Paul, who was born in Pittsburgh but represents Texas, was not sure about Frank Rich's suggestion in yesterday's New York Times that Wall Street poses more of a danger to working-class Americans than Al-Qaeda does.
"I don't know if you compare military danger to financial danger," he said. "I'm not afraid of big companies, and Wall Street, and even a big bank if they're making it on their own and providing a service."
The real danger, he added, is providing corporations with government benefits and protections through the monetary system. "You create bubbles," he explained. "And the bubbles burst, and lot of people suffer."
And people are suffering still, which led to the false urgency to pass the stimulus bill and bailout financial institutions, two actions that Paul did not support.
"I think all that did was delay the inevitable," said Paul. "Which means we have a long way to go before the correction actually happens."
The so-called stimulus, he added, failed to create jobs because it took government money away from individuals.

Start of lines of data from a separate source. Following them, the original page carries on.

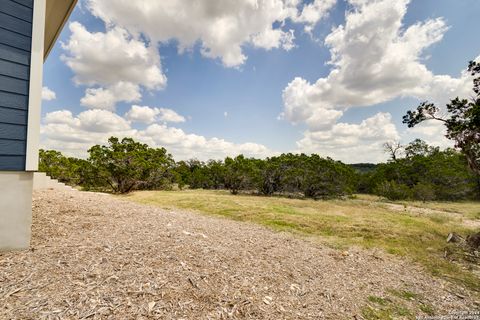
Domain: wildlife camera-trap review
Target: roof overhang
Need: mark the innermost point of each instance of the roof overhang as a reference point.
(56, 15)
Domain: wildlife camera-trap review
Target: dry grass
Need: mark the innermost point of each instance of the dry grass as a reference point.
(414, 230)
(98, 257)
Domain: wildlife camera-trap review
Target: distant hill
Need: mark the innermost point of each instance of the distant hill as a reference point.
(364, 167)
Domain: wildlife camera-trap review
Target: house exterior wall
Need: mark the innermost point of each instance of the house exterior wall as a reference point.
(16, 25)
(22, 27)
(15, 210)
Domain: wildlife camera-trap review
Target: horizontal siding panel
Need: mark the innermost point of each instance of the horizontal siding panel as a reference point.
(15, 24)
(13, 116)
(14, 70)
(27, 3)
(12, 131)
(16, 10)
(14, 55)
(12, 147)
(15, 40)
(12, 100)
(12, 163)
(13, 85)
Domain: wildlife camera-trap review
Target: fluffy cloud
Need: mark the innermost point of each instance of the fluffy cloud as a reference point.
(352, 142)
(374, 59)
(48, 94)
(107, 98)
(114, 62)
(313, 12)
(63, 131)
(149, 115)
(221, 27)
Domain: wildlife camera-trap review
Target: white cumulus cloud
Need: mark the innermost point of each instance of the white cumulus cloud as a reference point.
(221, 27)
(145, 114)
(374, 58)
(48, 94)
(115, 63)
(74, 135)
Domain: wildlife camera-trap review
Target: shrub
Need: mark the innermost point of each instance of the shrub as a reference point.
(393, 191)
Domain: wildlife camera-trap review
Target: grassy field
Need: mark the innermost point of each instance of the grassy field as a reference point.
(414, 229)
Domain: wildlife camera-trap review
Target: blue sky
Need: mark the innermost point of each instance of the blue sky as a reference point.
(254, 106)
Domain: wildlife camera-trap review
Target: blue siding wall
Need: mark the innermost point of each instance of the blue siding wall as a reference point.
(15, 45)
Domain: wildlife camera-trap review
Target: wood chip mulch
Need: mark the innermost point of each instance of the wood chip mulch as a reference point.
(97, 257)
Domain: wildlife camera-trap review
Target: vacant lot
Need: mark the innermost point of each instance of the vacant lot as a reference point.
(412, 229)
(98, 257)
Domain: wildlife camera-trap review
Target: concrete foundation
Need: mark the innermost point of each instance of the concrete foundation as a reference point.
(41, 181)
(15, 210)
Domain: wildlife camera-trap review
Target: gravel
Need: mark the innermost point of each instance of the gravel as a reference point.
(95, 256)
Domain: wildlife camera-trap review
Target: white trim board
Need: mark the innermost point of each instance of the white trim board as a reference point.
(35, 90)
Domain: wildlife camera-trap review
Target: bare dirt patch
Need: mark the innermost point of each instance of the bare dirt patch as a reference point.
(96, 257)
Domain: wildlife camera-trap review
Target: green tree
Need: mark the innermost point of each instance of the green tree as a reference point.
(462, 122)
(127, 165)
(239, 173)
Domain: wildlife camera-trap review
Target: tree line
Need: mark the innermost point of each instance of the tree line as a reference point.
(422, 172)
(415, 171)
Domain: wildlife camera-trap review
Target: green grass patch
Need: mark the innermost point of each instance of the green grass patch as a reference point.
(363, 221)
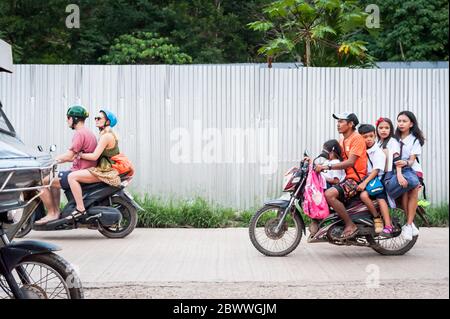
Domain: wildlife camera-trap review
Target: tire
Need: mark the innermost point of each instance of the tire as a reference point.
(25, 230)
(129, 213)
(61, 270)
(271, 253)
(403, 249)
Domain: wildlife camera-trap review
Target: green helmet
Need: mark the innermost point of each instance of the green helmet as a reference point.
(77, 111)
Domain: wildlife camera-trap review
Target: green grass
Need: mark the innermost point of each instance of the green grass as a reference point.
(199, 213)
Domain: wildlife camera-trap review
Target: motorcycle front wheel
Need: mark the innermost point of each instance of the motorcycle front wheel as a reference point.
(44, 276)
(265, 237)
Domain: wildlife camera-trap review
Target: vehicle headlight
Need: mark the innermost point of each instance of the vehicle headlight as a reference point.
(14, 216)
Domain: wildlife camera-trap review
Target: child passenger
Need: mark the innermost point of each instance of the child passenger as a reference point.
(332, 152)
(375, 169)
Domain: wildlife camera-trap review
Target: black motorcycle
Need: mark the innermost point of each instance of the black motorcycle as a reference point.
(110, 210)
(276, 229)
(31, 269)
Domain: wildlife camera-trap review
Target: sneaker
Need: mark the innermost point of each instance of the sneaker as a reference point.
(415, 230)
(407, 232)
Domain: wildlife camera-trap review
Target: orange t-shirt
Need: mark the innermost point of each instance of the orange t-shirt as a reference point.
(355, 145)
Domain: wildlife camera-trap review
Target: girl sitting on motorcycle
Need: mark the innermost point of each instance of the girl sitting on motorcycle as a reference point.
(332, 152)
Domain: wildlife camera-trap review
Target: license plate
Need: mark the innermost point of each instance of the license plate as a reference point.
(128, 194)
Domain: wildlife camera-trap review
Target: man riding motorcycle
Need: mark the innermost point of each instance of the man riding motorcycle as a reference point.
(355, 164)
(83, 140)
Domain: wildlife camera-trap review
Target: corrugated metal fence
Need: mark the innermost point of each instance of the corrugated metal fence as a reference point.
(226, 132)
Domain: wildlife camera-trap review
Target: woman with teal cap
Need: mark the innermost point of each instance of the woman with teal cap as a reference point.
(107, 147)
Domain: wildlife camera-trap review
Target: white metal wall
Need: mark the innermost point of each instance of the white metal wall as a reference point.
(153, 101)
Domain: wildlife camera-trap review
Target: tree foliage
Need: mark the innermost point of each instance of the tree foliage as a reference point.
(315, 32)
(411, 30)
(144, 48)
(215, 31)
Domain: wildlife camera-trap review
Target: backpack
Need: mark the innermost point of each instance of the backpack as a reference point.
(314, 202)
(122, 164)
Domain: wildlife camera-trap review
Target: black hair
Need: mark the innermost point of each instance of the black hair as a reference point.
(415, 130)
(333, 146)
(76, 120)
(354, 124)
(366, 128)
(391, 131)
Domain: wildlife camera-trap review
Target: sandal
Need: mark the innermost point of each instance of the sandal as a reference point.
(76, 214)
(387, 231)
(378, 224)
(44, 220)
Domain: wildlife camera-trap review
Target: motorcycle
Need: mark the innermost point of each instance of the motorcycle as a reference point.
(110, 210)
(277, 228)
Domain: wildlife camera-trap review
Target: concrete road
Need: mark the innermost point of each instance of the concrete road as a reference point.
(222, 263)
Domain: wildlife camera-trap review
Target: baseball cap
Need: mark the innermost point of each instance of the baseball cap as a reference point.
(348, 116)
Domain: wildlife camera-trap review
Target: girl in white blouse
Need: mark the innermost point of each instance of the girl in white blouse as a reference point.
(411, 141)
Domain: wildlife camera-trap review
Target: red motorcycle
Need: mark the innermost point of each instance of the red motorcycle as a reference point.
(277, 228)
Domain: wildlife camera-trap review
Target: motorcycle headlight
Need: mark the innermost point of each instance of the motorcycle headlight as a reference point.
(14, 216)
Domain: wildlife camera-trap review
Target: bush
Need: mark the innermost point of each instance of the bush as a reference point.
(199, 213)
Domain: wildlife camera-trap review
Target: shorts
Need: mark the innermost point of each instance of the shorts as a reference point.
(382, 195)
(347, 190)
(63, 175)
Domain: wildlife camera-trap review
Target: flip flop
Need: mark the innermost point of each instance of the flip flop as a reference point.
(44, 220)
(353, 233)
(76, 214)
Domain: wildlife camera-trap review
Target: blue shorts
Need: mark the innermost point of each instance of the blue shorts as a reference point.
(63, 179)
(379, 196)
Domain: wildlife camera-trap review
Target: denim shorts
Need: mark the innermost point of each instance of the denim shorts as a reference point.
(63, 175)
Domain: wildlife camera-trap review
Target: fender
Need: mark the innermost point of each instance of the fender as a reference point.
(15, 252)
(130, 199)
(281, 203)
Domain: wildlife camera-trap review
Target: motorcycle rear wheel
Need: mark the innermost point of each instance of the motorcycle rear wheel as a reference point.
(49, 277)
(262, 232)
(396, 246)
(126, 225)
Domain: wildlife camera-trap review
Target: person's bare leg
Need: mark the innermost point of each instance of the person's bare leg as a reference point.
(368, 202)
(413, 197)
(405, 204)
(56, 195)
(49, 203)
(75, 178)
(332, 196)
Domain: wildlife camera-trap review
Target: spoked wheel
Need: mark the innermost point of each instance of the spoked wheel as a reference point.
(270, 241)
(396, 245)
(127, 223)
(44, 276)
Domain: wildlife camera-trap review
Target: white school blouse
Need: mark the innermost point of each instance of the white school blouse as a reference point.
(411, 146)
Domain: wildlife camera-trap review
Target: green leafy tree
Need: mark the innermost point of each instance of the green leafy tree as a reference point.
(315, 32)
(144, 48)
(411, 30)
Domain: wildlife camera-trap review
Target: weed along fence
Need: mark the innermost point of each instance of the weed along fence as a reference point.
(226, 132)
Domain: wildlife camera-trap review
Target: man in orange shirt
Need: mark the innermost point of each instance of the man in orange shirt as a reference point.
(355, 164)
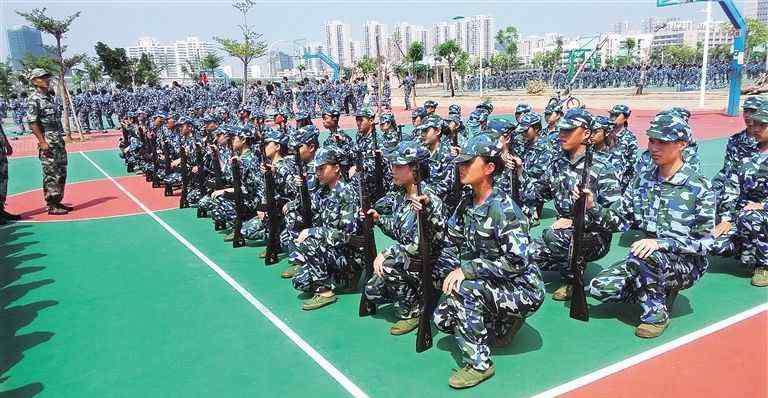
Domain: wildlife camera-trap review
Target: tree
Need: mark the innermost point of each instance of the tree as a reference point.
(210, 62)
(57, 29)
(507, 40)
(115, 63)
(366, 65)
(449, 51)
(248, 49)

Paul thinks the government should have cut taxes so that people would have been able to pay down their debt, and go back to work sooner.
As for health care, Paul is uniquely qualified to speak about the reform bill Congress will likely pass soon. He is, after all, an OB-GYN.
"Well, if you're going to be a doctor," said Imus. "Be that one."
Paul wondered why health care costs continue to go up while quality of care continues to spiral downward, an inverse relationship that does not apply across all sectors.
"With a cell phone or a computer, the quality keeps going up and the prices keep going down," he pointed out.
Of his failed Presidential bid, Paul said he was shocked that his message resonated with young people. "College kids became fascinated with sound money, talking about the Federal Reserve, talking about personal liberties, and especially talking about a different foreign policy," he said.
Which is something Obama has not brought to the table, in Paul's view. He accused Obama of following the same foreign policy as, of all people, George W. Bush.
"Those are issues that should be really debated," said Paul, frustrated at the media's preoccupation with inanity. "But they're fluffed over."